Mais concernant les différents églises et groupes, on dit parfois que « nos différences font notre richesse ». D’autres comparent chaque groupe à une fleur et disent que l’ensemble forme un beau bouquet. Ce n’est pas cela ?

C’est une vieille erreur répandue de dire que les différentes « églises » sont un enrichissement. Au contraire, l’existence même de ces divers groupes démontre la pauvreté spirituelle et le rejet de la Parole de Dieu. (cf. 1 Cor. 1, 10-13 ; 11, 18). Sans le dire expressément, l’arrière-pensée qui se cache derrière le besoin d’appartenir à une « église » est qu’il ne suffit pas d’être un membre du vrai Corps de Christ. On a besoin de porter un nom (catholique, luthérien, pentecôtiste, baptiste, etc.). L’existence de toutes ces « églises » est le résultat de l’activité de la chair humaine (parfois même chez de vrais croyants). Dans une grande partie de ces groupes, il existe par ailleurs des doctrines et des pratiques qui ne sont pas bibliques.
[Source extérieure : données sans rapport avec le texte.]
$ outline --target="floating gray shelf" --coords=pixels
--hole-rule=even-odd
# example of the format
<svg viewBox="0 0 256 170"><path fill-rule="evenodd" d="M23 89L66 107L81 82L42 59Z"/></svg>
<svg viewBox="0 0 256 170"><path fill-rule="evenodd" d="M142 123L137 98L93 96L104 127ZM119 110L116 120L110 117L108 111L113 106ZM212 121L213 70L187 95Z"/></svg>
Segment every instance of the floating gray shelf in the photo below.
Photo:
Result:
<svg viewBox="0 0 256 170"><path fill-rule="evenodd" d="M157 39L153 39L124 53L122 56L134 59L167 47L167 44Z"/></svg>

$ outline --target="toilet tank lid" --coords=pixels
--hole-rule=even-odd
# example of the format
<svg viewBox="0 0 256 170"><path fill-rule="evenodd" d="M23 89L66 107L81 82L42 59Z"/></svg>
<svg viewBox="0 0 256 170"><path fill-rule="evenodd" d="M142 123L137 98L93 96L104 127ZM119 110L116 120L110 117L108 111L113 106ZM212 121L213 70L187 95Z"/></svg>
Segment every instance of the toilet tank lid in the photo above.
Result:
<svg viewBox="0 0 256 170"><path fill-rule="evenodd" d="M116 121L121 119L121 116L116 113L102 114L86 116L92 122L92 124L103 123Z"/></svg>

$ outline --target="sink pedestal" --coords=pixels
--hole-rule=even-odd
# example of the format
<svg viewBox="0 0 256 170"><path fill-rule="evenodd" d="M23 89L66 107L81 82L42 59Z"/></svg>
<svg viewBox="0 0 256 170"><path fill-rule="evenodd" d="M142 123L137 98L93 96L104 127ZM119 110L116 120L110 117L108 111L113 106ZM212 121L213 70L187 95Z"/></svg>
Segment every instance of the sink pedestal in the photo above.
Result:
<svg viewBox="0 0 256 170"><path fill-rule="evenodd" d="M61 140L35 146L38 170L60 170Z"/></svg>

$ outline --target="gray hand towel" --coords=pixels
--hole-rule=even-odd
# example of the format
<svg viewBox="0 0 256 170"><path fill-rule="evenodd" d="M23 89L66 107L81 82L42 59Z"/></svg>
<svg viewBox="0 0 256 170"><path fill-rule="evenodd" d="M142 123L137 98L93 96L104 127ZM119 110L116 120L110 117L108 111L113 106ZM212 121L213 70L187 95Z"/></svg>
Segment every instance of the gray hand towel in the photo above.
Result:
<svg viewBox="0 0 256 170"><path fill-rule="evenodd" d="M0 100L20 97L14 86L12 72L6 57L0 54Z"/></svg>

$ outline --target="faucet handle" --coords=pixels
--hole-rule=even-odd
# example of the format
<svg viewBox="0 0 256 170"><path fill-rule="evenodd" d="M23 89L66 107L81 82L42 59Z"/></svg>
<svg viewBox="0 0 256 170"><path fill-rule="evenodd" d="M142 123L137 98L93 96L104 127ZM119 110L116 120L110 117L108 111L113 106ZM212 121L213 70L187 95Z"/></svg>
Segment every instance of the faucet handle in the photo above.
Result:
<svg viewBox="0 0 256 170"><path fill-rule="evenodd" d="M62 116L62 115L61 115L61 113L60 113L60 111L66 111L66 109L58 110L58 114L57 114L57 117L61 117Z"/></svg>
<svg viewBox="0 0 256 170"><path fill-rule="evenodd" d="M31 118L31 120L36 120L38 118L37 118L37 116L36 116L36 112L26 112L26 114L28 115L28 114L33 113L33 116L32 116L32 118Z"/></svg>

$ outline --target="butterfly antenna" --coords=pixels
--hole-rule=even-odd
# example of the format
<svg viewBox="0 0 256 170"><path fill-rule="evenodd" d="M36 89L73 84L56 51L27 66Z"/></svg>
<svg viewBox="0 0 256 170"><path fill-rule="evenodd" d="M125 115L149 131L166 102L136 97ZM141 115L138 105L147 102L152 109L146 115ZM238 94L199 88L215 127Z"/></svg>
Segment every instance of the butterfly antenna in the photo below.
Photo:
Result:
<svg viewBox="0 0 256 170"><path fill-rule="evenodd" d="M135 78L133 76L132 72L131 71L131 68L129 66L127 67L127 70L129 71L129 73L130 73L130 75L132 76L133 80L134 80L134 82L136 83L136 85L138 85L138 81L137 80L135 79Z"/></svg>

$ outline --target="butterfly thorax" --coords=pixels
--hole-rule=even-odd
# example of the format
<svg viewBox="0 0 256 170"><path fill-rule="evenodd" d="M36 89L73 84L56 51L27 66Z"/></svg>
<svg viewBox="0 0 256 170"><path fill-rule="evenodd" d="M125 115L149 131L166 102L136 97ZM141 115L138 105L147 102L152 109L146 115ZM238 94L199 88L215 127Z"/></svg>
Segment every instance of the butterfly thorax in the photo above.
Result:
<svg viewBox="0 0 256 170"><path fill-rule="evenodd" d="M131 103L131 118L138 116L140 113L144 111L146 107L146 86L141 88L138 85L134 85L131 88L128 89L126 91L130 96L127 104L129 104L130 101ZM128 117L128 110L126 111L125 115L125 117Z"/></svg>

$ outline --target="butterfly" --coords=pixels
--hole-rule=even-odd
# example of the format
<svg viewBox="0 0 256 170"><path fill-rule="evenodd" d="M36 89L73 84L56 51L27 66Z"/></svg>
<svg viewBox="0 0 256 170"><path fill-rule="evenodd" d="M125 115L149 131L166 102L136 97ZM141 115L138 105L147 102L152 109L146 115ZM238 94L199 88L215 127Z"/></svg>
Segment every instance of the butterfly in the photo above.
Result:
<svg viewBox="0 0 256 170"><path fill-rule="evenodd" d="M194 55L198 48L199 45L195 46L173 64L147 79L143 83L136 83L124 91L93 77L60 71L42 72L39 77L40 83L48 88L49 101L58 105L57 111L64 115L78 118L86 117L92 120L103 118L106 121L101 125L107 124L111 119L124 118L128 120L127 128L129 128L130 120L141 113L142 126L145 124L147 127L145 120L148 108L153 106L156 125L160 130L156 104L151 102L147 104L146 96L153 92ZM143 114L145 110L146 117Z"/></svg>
L’existence de différentes « églises » contredit la Parole, où nous ne trouvons qu’une seule Église (en grec ekklesia), un seul corps de Christ. Il n’existe pas plusieurs corps de Christ. En se rassemblant selon les enseignements de la Bible, les croyants ne sont rien en eux-mêmes si ce n’est des membres du Corps de Christ (cf. 1 Cor. 12, 13) ; ils ne forment pas une « meilleure église ». Ils désirent seulement mettre en pratique la pensée de la Parole de Dieu en prenant une place, à laquelle chaque membre du Corps de Christ est bienvenu, et où la discipline est exercée de façon scripturaire (p.ex. 1 Cor. 5).

Tous les efforts d’unir les chrétiens d’une manière qui ne se trouve pas dans la Bible sont futiles. Est-ce que cela correspond à la volonté de Dieu de lier des incrédules avec des croyants (cf. 2 Cor. 6, 14-16) ? Quel bénéfice y-at-il à chercher à unir des constructions humaines (c’est-à-dire les « églises ») qui sont jugées par la Parole (cf. 1 Cor. 1, 10-13) ? C’est cela que fait l’Œcuménisme. Pourquoi vouloir réunir temporairement des vrais croyants qui ne sont pas d’accord entre eux sur plusieurs questions doctrinales (l’Alliance évangélique) ?

Le chemin selon l’Écriture est de « garder l’unité de l’Esprit par le lien de la paix » (Éph. 4. 3). L’unité de l’Esprit implique que tout doit être en accord avec la Parole de Dieu et dirigé par le Saint Esprit.

Donc vous dites que le chemin pour vivre l’unité n’est pas de faire un effort pour réunir différentes églises ? Car on dit souvent : Soyons un ! Insistons sur ce que nous avons en commun et oublions ce qui nous sépare, montrons un esprit d’amour et de tolérance pour marcher ensemble. Comment faire alors ?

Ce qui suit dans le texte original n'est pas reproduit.